Contextualizing point estimates and p-Values
by Luke MiratrixOnce an analysis is in, we need to think carefully about how to talk about our results. Statistics is about inference, about capturing the uncertainty in our findings given limitations of our data and estimation error. We want the reader to quickly assess how seriously to take an estimated difference, and we want to present our results in way that is fair (are not overly pessimistic about what the data mean) while not being misleading (making differences seem less likely to be a result of random chance than they are).
These concerns is what drives the use of confidence intervals and \(p\)-values. And this is where we start to see people get agitated: in particular, there has been a lot of furor over \(p\)-values of late. Are they useful? What should we do with them? The American Statistican recently had a series of articles on \(p\)-values where various people proposed several ideas and alteratives. A few jumped out at me as being of particular interest. For me, the core concern is what makes for an effective communication strategy.
One proposed idea is to take a confidence interval and interpret the upper and lower range of the confidence interval in terms of practical significance. For example, say we had teacher PD program that was found to increase student test scores by \(0.22\sigma\) with \(p \approx 0.037\) (i.e., the average of the treatment students were \(0.22\sigma\) higher than the control students, in effect size units, and this increase was statistically significant).
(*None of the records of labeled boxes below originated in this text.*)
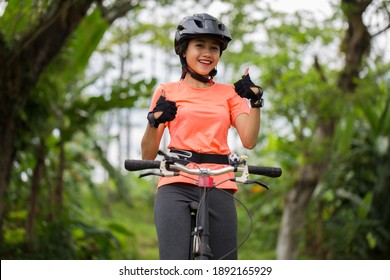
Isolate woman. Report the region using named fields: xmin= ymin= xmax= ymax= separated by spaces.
xmin=141 ymin=14 xmax=263 ymax=259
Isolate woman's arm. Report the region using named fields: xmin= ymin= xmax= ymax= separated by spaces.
xmin=141 ymin=124 xmax=165 ymax=160
xmin=234 ymin=108 xmax=260 ymax=150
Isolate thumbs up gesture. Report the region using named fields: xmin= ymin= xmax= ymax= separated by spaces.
xmin=234 ymin=68 xmax=263 ymax=108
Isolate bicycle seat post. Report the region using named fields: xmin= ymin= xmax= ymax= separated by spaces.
xmin=194 ymin=174 xmax=214 ymax=260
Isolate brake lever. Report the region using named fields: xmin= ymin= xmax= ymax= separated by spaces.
xmin=244 ymin=180 xmax=269 ymax=190
xmin=138 ymin=172 xmax=164 ymax=178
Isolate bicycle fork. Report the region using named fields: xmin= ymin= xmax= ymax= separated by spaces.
xmin=190 ymin=176 xmax=214 ymax=260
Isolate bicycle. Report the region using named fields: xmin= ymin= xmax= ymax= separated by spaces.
xmin=125 ymin=151 xmax=282 ymax=260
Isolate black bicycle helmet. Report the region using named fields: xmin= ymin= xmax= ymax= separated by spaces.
xmin=175 ymin=13 xmax=232 ymax=55
xmin=175 ymin=13 xmax=232 ymax=83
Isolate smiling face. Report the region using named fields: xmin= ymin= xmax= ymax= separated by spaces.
xmin=185 ymin=37 xmax=221 ymax=76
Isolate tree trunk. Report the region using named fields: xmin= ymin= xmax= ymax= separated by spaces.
xmin=277 ymin=0 xmax=372 ymax=259
xmin=26 ymin=139 xmax=46 ymax=250
xmin=0 ymin=0 xmax=94 ymax=242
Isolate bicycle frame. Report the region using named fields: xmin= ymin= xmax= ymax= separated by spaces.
xmin=125 ymin=151 xmax=282 ymax=260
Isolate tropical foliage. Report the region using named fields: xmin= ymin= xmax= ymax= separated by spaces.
xmin=0 ymin=0 xmax=390 ymax=259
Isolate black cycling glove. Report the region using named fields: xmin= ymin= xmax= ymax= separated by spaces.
xmin=234 ymin=74 xmax=264 ymax=108
xmin=148 ymin=95 xmax=177 ymax=128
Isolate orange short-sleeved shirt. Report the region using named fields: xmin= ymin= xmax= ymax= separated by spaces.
xmin=150 ymin=81 xmax=250 ymax=190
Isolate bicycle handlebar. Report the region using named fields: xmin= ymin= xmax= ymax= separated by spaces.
xmin=125 ymin=159 xmax=282 ymax=178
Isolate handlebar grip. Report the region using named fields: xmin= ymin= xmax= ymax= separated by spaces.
xmin=248 ymin=165 xmax=282 ymax=178
xmin=125 ymin=159 xmax=160 ymax=171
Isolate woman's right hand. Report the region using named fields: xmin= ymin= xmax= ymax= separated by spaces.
xmin=148 ymin=95 xmax=177 ymax=128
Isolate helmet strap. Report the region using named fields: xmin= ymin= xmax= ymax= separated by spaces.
xmin=180 ymin=58 xmax=217 ymax=83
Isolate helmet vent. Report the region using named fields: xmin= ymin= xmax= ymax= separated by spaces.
xmin=194 ymin=20 xmax=203 ymax=28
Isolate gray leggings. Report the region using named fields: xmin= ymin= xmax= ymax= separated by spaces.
xmin=154 ymin=184 xmax=237 ymax=260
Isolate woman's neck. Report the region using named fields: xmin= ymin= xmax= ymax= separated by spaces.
xmin=183 ymin=74 xmax=214 ymax=88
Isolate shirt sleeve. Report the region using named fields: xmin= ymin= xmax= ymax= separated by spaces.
xmin=149 ymin=84 xmax=165 ymax=112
To contextualize these findings, we would want to first have a confidence interval for these findings. In our case the 95% confidence interval would be \(0.01\sigma - 0.43\sigma\). If we interpret the endpoints of this interval we would conclude that our program could potentially have almost no impact on student outcome, or could have an impact of almost a half standard deviation. This range is not very meaningful, or useful. It does communicate that, when significantly pressed, all we can say is the program didn’t cause harm, and could have done a great deal.
One issue with this approach is that we are intepreting two possible circumstances, but these circumstances are the most extreme. Instead, we could interpret a more moderate range. I propose taking the 80% confidence interval (here this means an interval of \(0.08 - 0.36\)). Now we would say that we found substantial evidence that our program was beneficial. On the poorer end, we achieved a modest gain in student outcomes, and on the optimistic end we could have achieved impacts of 3 or 4 tenths of a standard deviation, which would be noteworthy.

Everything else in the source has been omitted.